Response by poster: Well it's never been that way before. But I also tried some other sites.

On Amazon it takes 10 minutes to load half of the pictures related to a particular sneaker.
posted by rileyray3000 at 2:25 PM on May 25, 2007


A friend had something similar happen, where pages would take AGES to load, and in his case it was a firewall conflict issue.

When you say "I have mcCafee", what does that mean? Does it include a software firewall? If it does, make sure that you turned off the Windows Firewall that comes pre-installed with Vista. Having more than one software firewall can cause conflicts and all kinds of weird issues.

To check if it's a firewall issue, you can test it by turning off your McAfee firewall briefly and reloading a page where you are having issues. Just make sure to turn it right back on afterwards.
posted by gemmy at 3:45 PM on May 25, 2007


Have you by any chance tweaked Firefox to allow more simultaneous connections per server? That's a common "speed hack" that will sometimes bite back. The problem is that some web servers, Apache comes to mind, will refuse simultaneous connections above a certain number.
posted by shinybeast at 8:36 PM on May 25, 2007


You still need to tell us if it does the same thing in IE, and in firefox -p. Do obvious tests first, then start messing about with firewalls and adblockers.
posted by Mr. Gunn at 9:52 PM on May 25, 2007


Could be a DNS caching issue. Start -> Run:
ipconfig /flushdns
posted by spiderskull at 12:36 AM on May 26, 2007




Could it be a NAT issue? Sometimes goofy/overloaded NATs can lose track of TCP/IP connections.

Are you having trouble downloading large files?

I think modern HTTP is clever and tries to use a single TCP/IP connection for an entire page download if it can.

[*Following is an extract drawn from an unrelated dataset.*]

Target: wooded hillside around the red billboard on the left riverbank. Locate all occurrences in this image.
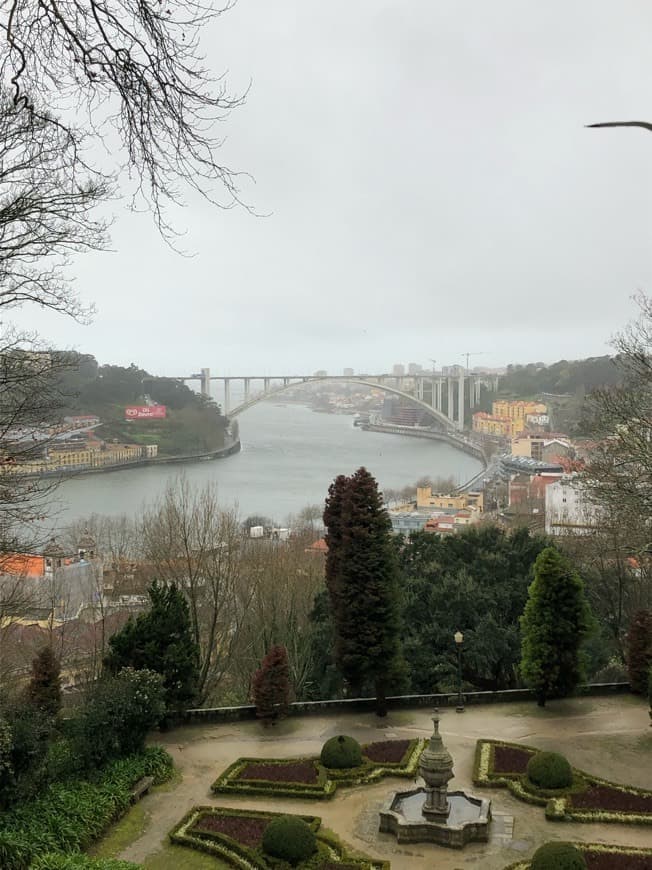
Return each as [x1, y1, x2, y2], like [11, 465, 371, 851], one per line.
[58, 354, 227, 456]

I don't have any particular insight as to how to test for this, (maybe try using your machine one someone else's network or with someone else's router, or, if you're brave and/or stupid, without a NAT box at all?)
posted by blenderfish at 5:38 PM on May 26, 2007


Oh, damn. Didn't RTFQ fully. Sorry.
posted by blenderfish at 5:39 PM on May 26, 2007


I have similar troubles, and it seems maybe related to a lack of space on my primary drive, which would maybe affect the memory cache. But I'm asking more than saying, if you take my meaning (I ain't no xpert).